Donkeys may be gaining new protections in Brazil and the African Union as both are taking steps to ban the cruel slaughter of donkeys for their skins.
Reports indicate that almost five million donkeys are slaughtered each year due to the growing demand in China for ejiao (pronounced eh-gee-ow).
Ejiao — a type of collagen that comes from donkeys’ boiled skins — is unnecessarily used for glue, beauty products, and snack foods.
Brazil has recently passed a bill banning both donkey and horse slaughter. Pending review by the parliamentary constitution and justice committees, it will hopefully become law.
Brazil’s bill to protect donkeys recognizes donkeys as sensitive, sentient animals deserving of protection. It also recognizes their cultural significance.

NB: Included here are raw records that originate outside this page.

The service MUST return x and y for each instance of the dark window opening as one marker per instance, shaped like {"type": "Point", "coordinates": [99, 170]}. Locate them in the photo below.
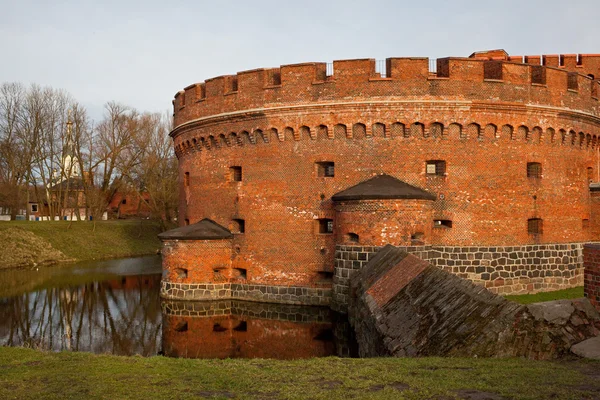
{"type": "Point", "coordinates": [181, 327]}
{"type": "Point", "coordinates": [435, 167]}
{"type": "Point", "coordinates": [325, 276]}
{"type": "Point", "coordinates": [442, 223]}
{"type": "Point", "coordinates": [239, 226]}
{"type": "Point", "coordinates": [417, 238]}
{"type": "Point", "coordinates": [241, 327]}
{"type": "Point", "coordinates": [538, 74]}
{"type": "Point", "coordinates": [240, 273]}
{"type": "Point", "coordinates": [218, 274]}
{"type": "Point", "coordinates": [352, 237]}
{"type": "Point", "coordinates": [572, 81]}
{"type": "Point", "coordinates": [534, 226]}
{"type": "Point", "coordinates": [181, 273]}
{"type": "Point", "coordinates": [326, 169]}
{"type": "Point", "coordinates": [534, 170]}
{"type": "Point", "coordinates": [236, 173]}
{"type": "Point", "coordinates": [492, 70]}
{"type": "Point", "coordinates": [325, 335]}
{"type": "Point", "coordinates": [325, 225]}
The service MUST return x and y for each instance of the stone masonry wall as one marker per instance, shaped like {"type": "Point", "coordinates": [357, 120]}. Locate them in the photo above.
{"type": "Point", "coordinates": [251, 292]}
{"type": "Point", "coordinates": [232, 328]}
{"type": "Point", "coordinates": [591, 261]}
{"type": "Point", "coordinates": [402, 306]}
{"type": "Point", "coordinates": [276, 125]}
{"type": "Point", "coordinates": [503, 270]}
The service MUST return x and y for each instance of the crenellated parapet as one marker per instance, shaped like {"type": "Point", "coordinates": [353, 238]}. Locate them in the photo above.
{"type": "Point", "coordinates": [494, 80]}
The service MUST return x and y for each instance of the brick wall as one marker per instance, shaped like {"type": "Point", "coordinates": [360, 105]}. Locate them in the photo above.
{"type": "Point", "coordinates": [278, 124]}
{"type": "Point", "coordinates": [503, 270]}
{"type": "Point", "coordinates": [591, 259]}
{"type": "Point", "coordinates": [231, 328]}
{"type": "Point", "coordinates": [379, 222]}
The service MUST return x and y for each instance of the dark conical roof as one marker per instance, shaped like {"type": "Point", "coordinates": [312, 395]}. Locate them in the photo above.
{"type": "Point", "coordinates": [382, 187]}
{"type": "Point", "coordinates": [204, 230]}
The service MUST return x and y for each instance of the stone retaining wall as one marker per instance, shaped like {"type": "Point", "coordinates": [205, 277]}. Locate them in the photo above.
{"type": "Point", "coordinates": [403, 306]}
{"type": "Point", "coordinates": [279, 312]}
{"type": "Point", "coordinates": [501, 269]}
{"type": "Point", "coordinates": [239, 291]}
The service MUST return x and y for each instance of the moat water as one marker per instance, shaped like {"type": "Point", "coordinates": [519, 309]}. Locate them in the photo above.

The African Union now appears to be considering a 15-year ban on donkey slaughter and skin export.
Some African countries have already banned the donkey skin trade and closed Chinese-owned donkey slaughterhouses. As African countries currently host about two-thirds of the world’s donkeys, the recent momentum in banning ejiao across the entire African Union is encouraging.
Lady Freethinker is encouraged by the steps Brazil and the African Union are making to protect gentle donkeys.
The United States is still a major importer of ejiao, and Lady Freethinker is encouraging Congress to ban products made from donkey hide.
A ban in the United States would decrease demand for a product that forces donkeys to walk hundreds of miles with no food, water, or rest before suffering brutal transportation and violent slaughter.